Loud applause and cries of joy erupted from construction workers assembled below as the huge, silver spire was gently lowered and secured into place.

"It's a pretty awesome feeling," Juan Estevez said from a temporary platform on the roof of the tower where he and other workers watched the milestone.

"It's a culmination of a tremendous amount of team work ... rebuilding the New York City skyline once again," said Estevez, a project manager for Tishman Construction.

He said the workers around him were "utterly overjoyed."

Installation of the 408-foot, 758-ton spire was completed after pieces of it had been transported to the roof of the building last week.
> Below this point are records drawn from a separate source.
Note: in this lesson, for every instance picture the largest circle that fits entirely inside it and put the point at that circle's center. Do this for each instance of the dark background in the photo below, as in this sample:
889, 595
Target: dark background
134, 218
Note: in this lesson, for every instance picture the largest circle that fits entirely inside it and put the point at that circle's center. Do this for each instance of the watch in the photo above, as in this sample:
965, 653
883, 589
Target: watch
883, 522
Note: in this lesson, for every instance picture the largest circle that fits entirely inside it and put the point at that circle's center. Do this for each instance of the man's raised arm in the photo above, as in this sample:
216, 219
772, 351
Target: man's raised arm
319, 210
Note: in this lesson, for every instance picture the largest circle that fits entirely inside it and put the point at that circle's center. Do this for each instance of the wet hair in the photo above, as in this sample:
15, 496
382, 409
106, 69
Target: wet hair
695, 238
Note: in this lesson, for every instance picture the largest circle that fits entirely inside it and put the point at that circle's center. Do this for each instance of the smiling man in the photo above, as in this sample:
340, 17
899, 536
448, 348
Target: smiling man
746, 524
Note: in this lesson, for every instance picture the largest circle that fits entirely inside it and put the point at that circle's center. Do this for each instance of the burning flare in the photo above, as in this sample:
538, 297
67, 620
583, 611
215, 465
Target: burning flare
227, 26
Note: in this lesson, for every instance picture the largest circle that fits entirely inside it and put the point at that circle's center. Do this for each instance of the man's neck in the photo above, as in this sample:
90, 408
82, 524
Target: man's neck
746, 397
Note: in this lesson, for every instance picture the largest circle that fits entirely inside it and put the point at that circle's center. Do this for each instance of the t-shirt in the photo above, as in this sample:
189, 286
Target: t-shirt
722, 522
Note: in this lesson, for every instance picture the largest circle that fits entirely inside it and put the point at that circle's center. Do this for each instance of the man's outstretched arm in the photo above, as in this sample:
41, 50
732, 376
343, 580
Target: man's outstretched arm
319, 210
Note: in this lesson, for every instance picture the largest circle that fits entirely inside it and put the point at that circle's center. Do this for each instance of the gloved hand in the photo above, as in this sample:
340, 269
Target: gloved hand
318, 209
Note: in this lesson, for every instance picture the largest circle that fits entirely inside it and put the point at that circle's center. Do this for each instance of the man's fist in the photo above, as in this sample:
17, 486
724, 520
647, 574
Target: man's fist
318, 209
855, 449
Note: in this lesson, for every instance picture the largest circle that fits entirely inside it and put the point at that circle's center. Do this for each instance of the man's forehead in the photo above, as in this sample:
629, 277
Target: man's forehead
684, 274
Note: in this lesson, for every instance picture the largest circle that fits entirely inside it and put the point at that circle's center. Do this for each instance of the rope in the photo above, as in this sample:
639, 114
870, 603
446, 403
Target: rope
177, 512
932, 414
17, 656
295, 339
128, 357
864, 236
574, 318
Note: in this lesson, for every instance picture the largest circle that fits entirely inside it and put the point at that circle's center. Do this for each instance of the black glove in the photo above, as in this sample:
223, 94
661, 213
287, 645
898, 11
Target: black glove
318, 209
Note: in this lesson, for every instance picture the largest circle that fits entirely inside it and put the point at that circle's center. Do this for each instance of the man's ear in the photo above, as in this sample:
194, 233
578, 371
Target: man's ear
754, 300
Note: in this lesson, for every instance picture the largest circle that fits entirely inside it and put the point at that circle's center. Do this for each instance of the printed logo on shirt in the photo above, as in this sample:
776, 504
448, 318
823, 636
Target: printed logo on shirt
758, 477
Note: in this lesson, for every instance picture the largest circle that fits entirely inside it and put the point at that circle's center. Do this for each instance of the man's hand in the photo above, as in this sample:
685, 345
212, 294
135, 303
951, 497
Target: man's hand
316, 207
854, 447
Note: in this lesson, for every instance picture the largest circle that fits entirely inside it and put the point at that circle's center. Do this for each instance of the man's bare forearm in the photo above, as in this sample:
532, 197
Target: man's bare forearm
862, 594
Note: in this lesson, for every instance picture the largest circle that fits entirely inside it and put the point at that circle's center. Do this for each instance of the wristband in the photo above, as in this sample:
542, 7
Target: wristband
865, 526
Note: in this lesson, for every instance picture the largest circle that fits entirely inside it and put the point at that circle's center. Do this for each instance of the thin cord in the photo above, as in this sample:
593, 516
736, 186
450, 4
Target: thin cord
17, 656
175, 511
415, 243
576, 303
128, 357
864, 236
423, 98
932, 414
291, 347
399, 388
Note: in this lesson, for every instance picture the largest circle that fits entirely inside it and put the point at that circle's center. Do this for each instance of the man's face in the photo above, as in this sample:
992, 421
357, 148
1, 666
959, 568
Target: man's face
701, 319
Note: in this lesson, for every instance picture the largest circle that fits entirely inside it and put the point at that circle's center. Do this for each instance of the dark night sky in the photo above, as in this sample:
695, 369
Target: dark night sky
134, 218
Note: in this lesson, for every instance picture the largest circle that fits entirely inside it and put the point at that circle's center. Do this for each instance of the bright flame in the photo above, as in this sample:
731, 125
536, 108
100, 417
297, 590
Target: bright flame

It will serve as a world-class broadcast antenna and also as a beacon to ward off aircraft.

The building is at the northwest corner of the site where the twin World Trade Center towers were destroyed in the Sept. 11, 2001, terrorist attacks. The 72-story 4 World Trade Center is under construction at the southeast corner of the site.

Lee Ielpi, whose firefighter son died after responding to the attacks, watched workers secure the spire from his office at the nearby 9/11 Tribute Center, which he co-founded.

"The building looks spectacular. ... I'm looking forward to the day when the cranes come down and they light the spire at night," he said. "It's supposed to be a very moving experience."

The Port Authority of New York and New Jersey, which owns the site, said the LED-powered light would be activated in the next few months.